Key Takeaways
- Retail TouchPoints reports that AI search deployments often worsen relevance due to poor embeddings, lack of fine-tuning, and misaligned ranking.
- This matters because retailers investing in AI search must address these pitfalls to avoid customer frustration and revenue loss.
What Happened

Retail TouchPoints published an article titled "You Deployed AI Search and Relevance Got Worse. Here’s Why It Happens," which examines the common reasons why AI-powered search systems underperform after deployment. The article highlights that many retailers and e-commerce platforms experience a decline in search relevance when they move from traditional keyword-based search to AI-driven semantic search.
Why Relevance Degrades
The article identifies several key factors:
Poor Embedding Quality: Many AI search systems use pre-trained embeddings that are not optimized for the specific product catalog or customer queries. Generic embeddings from models like BERT or Sentence-BERT may not capture domain-specific nuances, such as fashion terminology or luxury brand descriptors.
Lack of Domain-Specific Fine-Tuning: Even when using advanced models like those from Google (e.g., Gemini Embedding 2), retailers often skip the critical step of fine-tuning on their own data. Without fine-tuning, the model may misinterpret queries like "little black dress" or "cashmere blend."
Misaligned Ranking Signals: AI search systems often combine semantic similarity with business rules (e.g., popularity, margin, inventory). When these signals are not properly weighted, the system can surface irrelevant products or bury high-margin items.
Ignoring User Intent: Search queries often have implicit intent (e.g., "buy" vs. "browse"). Generic AI models may not distinguish between these, leading to poor results.
Failure to Iterate: Many teams deploy AI search and assume it will self-improve. Without continuous feedback loops—such as click-through rate analysis, A/B testing, and manual relevance tuning—performance drifts.
Retail & Luxury Implications
For luxury retailers (Kering, Richemont, Burberry, Nike), search relevance is critical. Customers expect highly accurate results for nuanced queries like "size 38 suede ankle boots with block heel" or "silk evening gown in emerald green." A generic AI search system that fails on these queries leads to:
- Increased bounce rates: Customers leave the site if they can't find what they want.
- Lower conversion rates: Irrelevant results reduce purchase likelihood.
- Brand damage: Poor search reflects poorly on the brand's digital experience.
Business Impact

While the article does not provide specific metrics, industry benchmarks suggest that a 10% improvement in search relevance can increase revenue by 3-5%. For a luxury retailer with $1B in annual e-commerce revenue, that translates to $30-50M.
Implementation Approach
To avoid relevance degradation, retailers should:
- Fine-tune embeddings: Use domain-specific data (product descriptions, customer queries, past interactions) to fine-tune models like Google's Gemini Embedding 2 or OpenAI's text-embedding-3.
- Implement feedback loops: Track click-through rates, dwell time, and conversion rates per query. Use this data to adjust ranking algorithms.
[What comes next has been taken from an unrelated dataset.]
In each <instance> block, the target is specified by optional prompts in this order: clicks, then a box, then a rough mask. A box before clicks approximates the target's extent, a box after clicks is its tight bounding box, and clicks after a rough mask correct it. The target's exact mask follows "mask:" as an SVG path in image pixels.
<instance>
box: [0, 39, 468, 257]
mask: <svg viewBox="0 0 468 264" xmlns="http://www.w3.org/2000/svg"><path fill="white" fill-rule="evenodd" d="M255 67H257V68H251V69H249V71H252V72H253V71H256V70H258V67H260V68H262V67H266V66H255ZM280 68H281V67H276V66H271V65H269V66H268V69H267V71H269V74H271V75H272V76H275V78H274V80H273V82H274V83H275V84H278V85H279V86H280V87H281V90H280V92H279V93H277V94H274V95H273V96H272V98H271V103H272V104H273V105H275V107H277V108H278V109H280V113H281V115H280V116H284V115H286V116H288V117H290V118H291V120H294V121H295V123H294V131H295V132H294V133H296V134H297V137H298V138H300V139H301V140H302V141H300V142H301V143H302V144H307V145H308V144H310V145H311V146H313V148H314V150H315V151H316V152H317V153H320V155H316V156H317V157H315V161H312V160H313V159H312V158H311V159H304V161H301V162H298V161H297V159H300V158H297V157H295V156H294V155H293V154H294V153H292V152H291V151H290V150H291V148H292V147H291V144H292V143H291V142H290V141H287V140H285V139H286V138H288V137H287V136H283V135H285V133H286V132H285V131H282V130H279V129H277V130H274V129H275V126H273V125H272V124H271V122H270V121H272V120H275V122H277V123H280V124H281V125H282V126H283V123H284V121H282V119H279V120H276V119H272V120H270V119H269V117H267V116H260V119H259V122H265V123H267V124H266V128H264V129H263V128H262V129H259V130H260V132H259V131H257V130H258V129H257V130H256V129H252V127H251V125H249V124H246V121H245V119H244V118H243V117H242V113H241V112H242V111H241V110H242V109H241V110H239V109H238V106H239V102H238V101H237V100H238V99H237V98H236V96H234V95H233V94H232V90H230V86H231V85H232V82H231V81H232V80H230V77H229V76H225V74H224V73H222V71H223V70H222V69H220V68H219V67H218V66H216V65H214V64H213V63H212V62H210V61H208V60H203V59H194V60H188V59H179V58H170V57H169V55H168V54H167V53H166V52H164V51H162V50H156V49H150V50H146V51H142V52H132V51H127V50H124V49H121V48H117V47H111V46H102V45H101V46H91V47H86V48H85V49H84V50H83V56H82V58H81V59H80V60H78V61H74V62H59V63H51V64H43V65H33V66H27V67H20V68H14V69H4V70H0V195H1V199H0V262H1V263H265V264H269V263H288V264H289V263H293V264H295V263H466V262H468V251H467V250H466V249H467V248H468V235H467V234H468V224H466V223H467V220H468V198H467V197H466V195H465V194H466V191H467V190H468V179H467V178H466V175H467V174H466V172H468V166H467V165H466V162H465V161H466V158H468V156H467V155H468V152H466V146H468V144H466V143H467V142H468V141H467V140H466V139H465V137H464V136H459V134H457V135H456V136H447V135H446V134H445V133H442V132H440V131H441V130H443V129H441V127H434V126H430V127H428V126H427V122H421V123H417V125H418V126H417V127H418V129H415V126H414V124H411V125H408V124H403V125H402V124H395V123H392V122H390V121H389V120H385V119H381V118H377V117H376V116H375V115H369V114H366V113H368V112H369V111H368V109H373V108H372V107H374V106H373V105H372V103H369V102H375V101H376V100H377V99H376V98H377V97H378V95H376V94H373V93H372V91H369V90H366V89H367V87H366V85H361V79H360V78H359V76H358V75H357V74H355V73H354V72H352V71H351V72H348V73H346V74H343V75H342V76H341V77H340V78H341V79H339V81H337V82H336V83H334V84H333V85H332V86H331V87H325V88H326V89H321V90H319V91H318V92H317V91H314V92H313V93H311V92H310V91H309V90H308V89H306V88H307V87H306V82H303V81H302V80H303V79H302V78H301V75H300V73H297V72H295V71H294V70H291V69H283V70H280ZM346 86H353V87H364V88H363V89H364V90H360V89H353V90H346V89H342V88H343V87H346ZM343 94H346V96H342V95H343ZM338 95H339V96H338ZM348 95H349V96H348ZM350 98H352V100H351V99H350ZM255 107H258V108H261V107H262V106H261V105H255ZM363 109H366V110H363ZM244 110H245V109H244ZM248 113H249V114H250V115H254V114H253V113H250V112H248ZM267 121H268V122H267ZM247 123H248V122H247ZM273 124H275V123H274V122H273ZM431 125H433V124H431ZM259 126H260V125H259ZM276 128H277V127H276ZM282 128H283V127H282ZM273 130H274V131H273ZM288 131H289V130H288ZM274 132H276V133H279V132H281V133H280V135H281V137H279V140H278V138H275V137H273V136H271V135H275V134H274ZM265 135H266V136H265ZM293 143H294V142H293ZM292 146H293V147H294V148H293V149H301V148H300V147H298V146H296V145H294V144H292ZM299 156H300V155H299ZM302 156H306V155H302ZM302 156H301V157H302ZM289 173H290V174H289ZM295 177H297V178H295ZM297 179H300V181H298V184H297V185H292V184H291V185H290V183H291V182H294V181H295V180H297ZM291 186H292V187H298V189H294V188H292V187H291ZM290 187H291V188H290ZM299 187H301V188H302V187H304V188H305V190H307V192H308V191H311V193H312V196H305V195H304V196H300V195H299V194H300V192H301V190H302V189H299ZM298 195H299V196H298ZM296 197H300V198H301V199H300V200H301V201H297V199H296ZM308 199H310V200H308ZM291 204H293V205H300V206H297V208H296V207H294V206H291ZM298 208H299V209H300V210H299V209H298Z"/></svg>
- A/B test continuously: Compare AI search results against a baseline (e.g., traditional search) to measure relevance gains.
- Use hybrid search: Combine semantic search with keyword matching and business rules for robustness.
Governance & Risk Assessment
- Privacy: Fine-tuning on customer query data requires compliance with GDPR and CCPA. Anonymize and aggregate data before training.
- Bias: AI models can amplify biases in product recommendations (e.g., gender or size biases). Regular audits are necessary.
- Maturity Level: The technology is mature, but successful deployment requires ongoing investment in data pipelines and relevance engineering. Expect 6-12 months to achieve stable, improved performance.